What I'm supposed do to get them working?

Thanks in advance,

G.B.

----------

## borsdel

moin,

here a translation from a german forum

1. copy entire folder "r1000" from archive to /usr/src/linux

2. copy folder "src" from archive to /usr/src/linux/r1000

3. cd /usr/src/linux/r1000

4. follow readme:

"make clean modules"

"make install"

"depmod -a"

5. cd /usr/src/linux/r1000/src

6. modprobe r1000

7. modprobe -l | grep r1000

8. restart, try modprobe again

no garanty, but perhaps a little help

mfg borsdel

----------

## Javanni

No way!  :Sad: 

----------

## superwutze

according to http://www.root-forum.org/showthread.php?p=4897 there are several problems at once in the r1000 driver (including a typo  :Shocked:  ).

i followed the howto in the first post and it works great!

translation:

become root

```
su -

***password***
```

unpack the archive of the 1.03 driver package

```
unzip linux-r1000(103).zip
```

copy the r1000 folder into your kernel-source-tree

```
cp -a r1000 /usr/src/linux/
```

they copy the src directory contained inside the r1000 folder also to the kernel-sources, i did it with a symlink

```
ln -s /usr/src/linux/r1000/src /usr/src/linux/
```

now go to the r1000 folder (as root) and try to compile

```
cd /usr/src/linux/r1000

make clean modules
```

if that works then you are on the lucky side (or using an old kernel-version   :Very Happy:  )
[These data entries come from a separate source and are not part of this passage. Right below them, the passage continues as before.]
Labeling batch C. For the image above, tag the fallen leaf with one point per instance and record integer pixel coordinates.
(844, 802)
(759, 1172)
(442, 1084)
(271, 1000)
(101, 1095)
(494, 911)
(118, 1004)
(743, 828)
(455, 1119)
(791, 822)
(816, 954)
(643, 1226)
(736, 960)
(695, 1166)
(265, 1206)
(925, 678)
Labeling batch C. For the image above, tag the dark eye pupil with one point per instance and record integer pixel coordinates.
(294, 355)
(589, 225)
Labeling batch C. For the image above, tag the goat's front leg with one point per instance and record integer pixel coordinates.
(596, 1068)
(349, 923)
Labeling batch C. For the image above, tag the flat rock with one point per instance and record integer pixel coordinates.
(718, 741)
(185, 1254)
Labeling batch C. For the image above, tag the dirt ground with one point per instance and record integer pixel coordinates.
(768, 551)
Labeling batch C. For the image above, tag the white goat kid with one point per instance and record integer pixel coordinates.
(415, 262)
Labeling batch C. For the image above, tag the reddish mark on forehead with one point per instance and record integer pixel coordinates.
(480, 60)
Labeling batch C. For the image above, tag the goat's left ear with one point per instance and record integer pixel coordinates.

now they give two options:

i386: edit line 46 in r1000/src/r1000_n.c:

```
from

MODULE_PARM (media, "1-" __MODULE_STRING(MAX_UNITS) "i");

to

MODULE_PARM_DESC (media, "1-" __MODULE_STRING(MAX_UNITS) "i");
```

now it should compile

amd64: edit line 1450 in r1000/src/r1000_n.c:

```
from

synchronize_irq (entdev->irq);

to

synchronize_irq (netdev->irq);
```

that's a typo   :Shocked: 

now it should compile

as i am using amd64 linux i can approve that the amd64-fix works!

----------

## dlewin

What I don't understand is that there is not any kernel source in /usr/src , where do you take it from ?

----------

## superwutze

if you installed gentoo according to the gentoo handbook the kernel source resides in /usr/src/linux-xx.yy-rz and /usr/src/linux is a symlink to that directory

if there is really nothing there try

```
emerge gentoo-sources
```

----------

## superwutze

something to mention:

with 2.6.17 the compile fails because there is some old definition in the r1000_n.c code. there you have to replace

```
MODULE_PARM
```

with

```
MODULE_PARM_DESC
```

and it works

----------

## dlewin

that is exactly I was looking for, thanks.

----------

## socksz

Yes but.. i'm on livecd and i have the same problem..

ls -l /usr/src report:

total 0.

:S how can i compile without kernel sources? my net is down.

----------

## socksz

 *socksz wrote:*   

> Yes but.. i'm on livecd and i have the same problem..
> 
> ls -l /usr/src report:
> 
> total 0.
> ...

 

uhm.. if possible load drivers on LIVECD or not?

if yes, how? please..

----------

## superwutze

just upgraded to r1000 v 1.04, the typo is gone but the MODULE_PARM error stays. now it is 3 times (lines 51,52,53 afair). simply replace MODULE_PARM with MODULE_PARM_DESC and it works like a charm. v 1.03 worked for me and v 1.04 works also (so far).

----------

## nader emami

 *borsdel wrote:*   

> moin,
> 
> here a translation from a german forum
> 
> 1. copy entire folder "r1000" from archive to /usr/src/linux
> ...

 

----------

## c0balt

 *superwutze wrote:*   

> just upgraded to r1000 v 1.04, the typo is gone but the MODULE_PARM error stays. now it is 3 times (lines 51,52,53 afair). simply replace MODULE_PARM with MODULE_PARM_DESC and it works like a charm. v 1.03 worked for me and v 1.04 works also (so far).

 

It still refuses to compile for me  :Sad: 

After I finally got gentoo-sources to emerge (had to download them on my desktop, put them on the notebook via windows boot, then copy them from win partition to /usr/portage/distfiles and it emerged^^)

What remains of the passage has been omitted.